People’s nutrition and hydration needs were met. We saw people had detailed support plans in place regarding this. The service supported people to be as independent as they could be, and to make their own choices regarding meal times.

The service had good links with healthcare professionals, who provided support in the service and guidance for staff. In addition each person had a hospital VIP passport which provided hospital staff with essential information about how to support the person and also how to recognise signs of them being unwell.

The environment was designed and decorated in line with the needs of the people who used the service. It was spacious and had up to date equipment to support people.

The service was caring. People who used the service and support workers had a good rapport and support staff knew people well. Carers told us they were confident their loved ones were well looked after and that they enjoyed visiting the service.

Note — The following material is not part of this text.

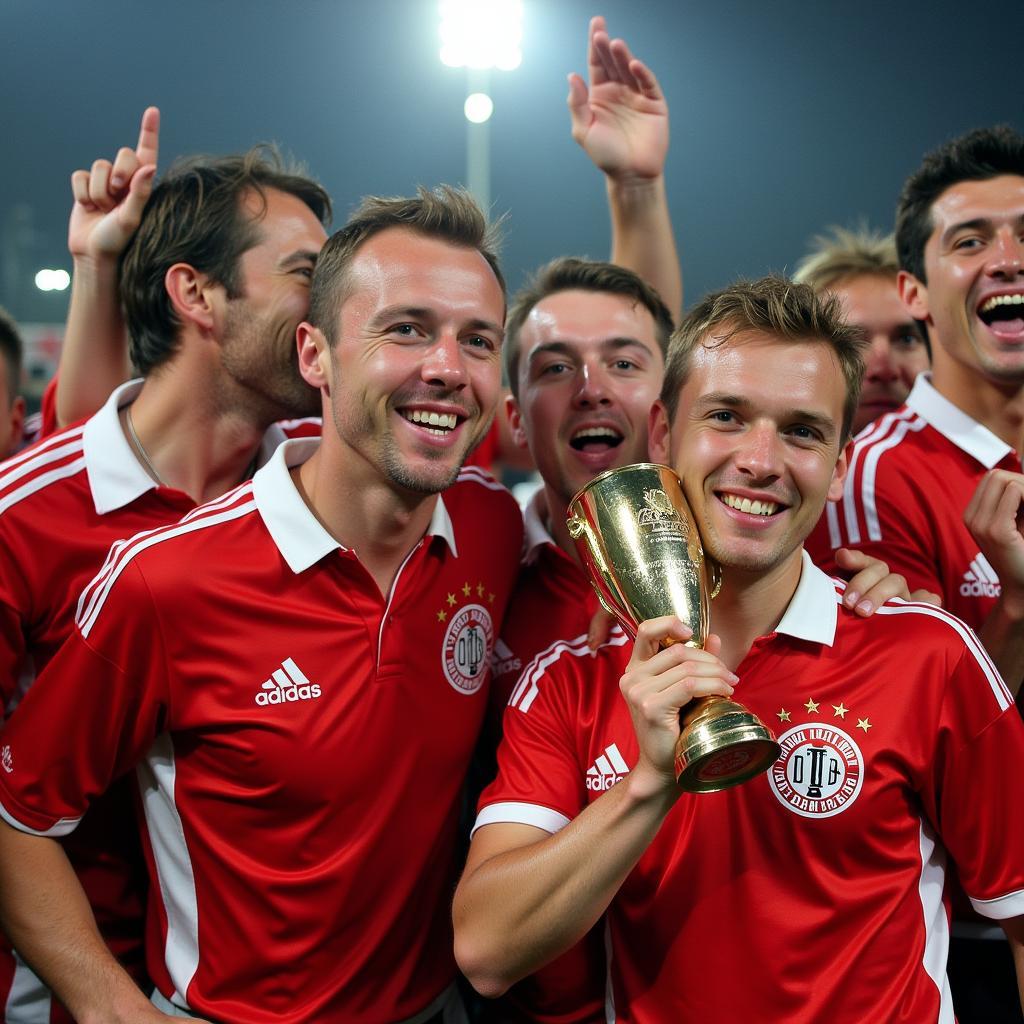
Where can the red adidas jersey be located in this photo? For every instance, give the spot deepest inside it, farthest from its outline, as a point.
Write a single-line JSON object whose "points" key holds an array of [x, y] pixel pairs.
{"points": [[300, 743], [912, 474], [552, 604], [814, 892]]}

Support staff were enthusiastic and committed to providing person centred support, which they did. They ensured people’s dignity and privacy was respected. Support plans were person centred and focused on people’s preferences. People took part in a variety of activities.

The service was organised and worked at the person’s pace to support them to feel comfortable with support staff and in the environment.

Feedback from people and their carers was valued and encouraged. Information about how to make a complaint was accessible in a variety of formats for people.

There were effective systems in place to monitor the quality of the service. The registered manager was clear about their role and responsibilities, and was committed to continually improving the service. One example was work with the National Autistic Society to develop their skills in providing support for people with autism.